This was a difficult decision to be made. Not as easy as it may seem to most. After years of emotional cruelty, you may feel depleted of confidence in yourself, and you may be afraid of the unknown. I was. At least there is some familiarity with this devil you know, verses the devil you do not. However, if you stay, you are doomed to more inevitable abuse. If you leave, you will have challenges to face, but you will be free to breathe again, to just be…again.
It all changed for me when I discovered what Narcissistic Personality Disorder was and learned that it was incurable. I had no choice but to leave. I knew that it wouldn’t be easy, but I had faith that it would be worth it. It has been four months since I left my narcissist, and I am so glad that I did. I still am waiting for my divorce to be final. In the meantime, I am living at my parents house with my two children trying to save up enough money to build a house of my own. I am struggling to both homeschool my little ones while making money to help sustain us.

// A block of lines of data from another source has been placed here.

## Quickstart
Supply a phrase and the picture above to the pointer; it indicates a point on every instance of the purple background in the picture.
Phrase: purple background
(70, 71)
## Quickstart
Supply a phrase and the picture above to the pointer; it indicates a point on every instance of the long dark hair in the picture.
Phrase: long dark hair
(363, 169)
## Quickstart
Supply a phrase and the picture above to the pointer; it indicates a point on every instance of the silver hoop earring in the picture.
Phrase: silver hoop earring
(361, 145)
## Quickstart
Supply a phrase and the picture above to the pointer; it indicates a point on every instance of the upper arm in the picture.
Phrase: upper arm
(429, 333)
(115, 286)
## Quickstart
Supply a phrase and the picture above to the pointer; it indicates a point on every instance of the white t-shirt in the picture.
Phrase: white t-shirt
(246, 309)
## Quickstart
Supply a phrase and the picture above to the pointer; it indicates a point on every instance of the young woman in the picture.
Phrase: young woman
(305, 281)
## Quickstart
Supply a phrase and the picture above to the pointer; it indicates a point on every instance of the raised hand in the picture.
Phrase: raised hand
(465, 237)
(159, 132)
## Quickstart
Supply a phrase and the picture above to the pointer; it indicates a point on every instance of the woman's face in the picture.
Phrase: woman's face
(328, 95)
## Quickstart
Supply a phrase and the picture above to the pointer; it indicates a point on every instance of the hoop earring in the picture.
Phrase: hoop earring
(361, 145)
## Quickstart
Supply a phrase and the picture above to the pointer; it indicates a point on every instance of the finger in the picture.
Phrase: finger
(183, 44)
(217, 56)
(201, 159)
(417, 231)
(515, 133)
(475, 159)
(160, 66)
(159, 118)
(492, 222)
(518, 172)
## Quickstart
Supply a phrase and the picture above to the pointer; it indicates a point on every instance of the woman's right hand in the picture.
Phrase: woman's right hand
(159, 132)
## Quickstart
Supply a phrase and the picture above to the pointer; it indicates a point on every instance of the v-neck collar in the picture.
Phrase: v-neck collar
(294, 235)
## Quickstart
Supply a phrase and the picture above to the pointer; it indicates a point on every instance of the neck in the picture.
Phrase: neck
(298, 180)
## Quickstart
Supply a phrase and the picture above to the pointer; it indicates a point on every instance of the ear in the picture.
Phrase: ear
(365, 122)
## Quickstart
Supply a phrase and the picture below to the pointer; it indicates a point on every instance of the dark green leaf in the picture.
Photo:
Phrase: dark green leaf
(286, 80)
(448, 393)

When I was with him, I felt like I was drowning, I could never catch my breath when he was around. Thinking back to how I felt when we were together, it was as if he and I were stuck in a boat out in the ocean, all alone. Then he would push me off the boat into the shark infested water and I would struggle to keep afloat, and plead with him to throw me a life preserver. When he had enough listening to me beg for help, he would rescue me begrudgingly and then tell me how lucky I was that he was around to come to my aid. That is what narcissists do. They drive you to the point of desperation and then when you crack, they use it against you later. It is mind boggling really. If I had never gone through this daily misery myself, I could not really understand it if someone would have tried to explain it to me.
When you are in the thick of it, it is difficult to see through it. Looking back, it is crystal clear what he did to me. But at time, I was so immersed in the emotional torment that I began to think that everything must be my fault. That was before I knew about the narcissist’s weapon of projection. That is when the narcissist accuses you of doing what, in fact, THEY are doing. The narcissist will control every decision and every action in the relationship. They may make you feel like you have a say, but in reality, you have been conditioned by them to know what to do or say as to not provoke a negative response. So, really you have no actual say in anything.
He also enjoyed making me feel like I was ungrateful if I ever suggested doing anything by myself. I could not visit my family by myself, but then he did not want to go with me. So, he cut my family and old friends out of my life. Then he accused me of not being a good wife if I ever suggested getting together with a mommy friend without the children. He would say that we are married and why be married if we wanted to do things without each other? He would also famously claim that “he was not a babysitter” and that if I wanted to do things with my mommy friends, it can be when he is at work and I can take the kids too. Because when he was home, it was “family time” despite the fact that it meant we do whatever HE wanted to do. Or if he was around me and the children, he was tuned out sitting in the corner on his IPAD instead of doing one on one things with our children. Ugg!
I must say that I am doing better every day and I am so thankful for my parents and friends that have taken me back into their world with open arms. I feel so embarrassed that I let that monster take me away from them in the first place, but the sheer fact that they see past it and are glad to be here for me and my children makes my heart explode with gratitude. To think that if I would have stayed with my narcissist, my children would have grown up not ever experiencing the nourishing, loving grandparent relationship that they get every day now. Also, my brother is an awesome influence on my children too. They adore him because he actually takes time to do things with them. Something that their own father rarely did. My children are able to be themselves, to be silly without being micromanaged, to be able to pursue what they want without judgement. They are free to be children now.
So, the moment that I voluntarily jumped off that boat, which held me and my narcissist, was a pivotal point that has moved my life in a positive direction. I had faith that I could swim to safety on my own, never again looking to my captor to appear the savior. Now, instead of fear of the future, I am excited to see what it feels like to find myself again.